With "The Curse of the Indian Gold", one of 2005's most successful German drama documentaries, and the 2006 mini series "Mystica", a four part documentary, Frank Mirbach realized his ambition to tell fact-based stories in a visually compelling, highly cinematic way. He continued his documentary work with the successful GEO documentaries "B.C. Loggers" and "Reduce the loss of life - the Irish Coast Guard" in 2009 and 2010 for the German/French network ARTE, which were among the first docs to be filmed with the RED cinema camera.
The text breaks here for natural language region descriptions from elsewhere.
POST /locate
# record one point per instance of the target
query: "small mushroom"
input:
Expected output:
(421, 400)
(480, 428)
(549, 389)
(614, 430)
Among several highly-acclaimed productions, he served as cinematographer for Steve Hudson's "I Always Wanted", their first collaboration, where his mastery of the cinematographer's art was crucial to the film's iconic feel.
His current work includes "Snow Wars", a prime time documentary about British Columbia avalanche techs in their fight against the snow masses for which he was awarded the coveted Remi Award in Gold at the "Worldfest Houston Int. Filmfestival" and "The Mosaic of Life", about Holocaust survivor Jack Brauns, where he collaborated with acclaimed cinematographer Rodney Charters, ASC (24, Shameless, Dallas). He is the producer and director of the movie "Real Buddy" (real-buddy.com), a science-fiction satire to be released in 2015.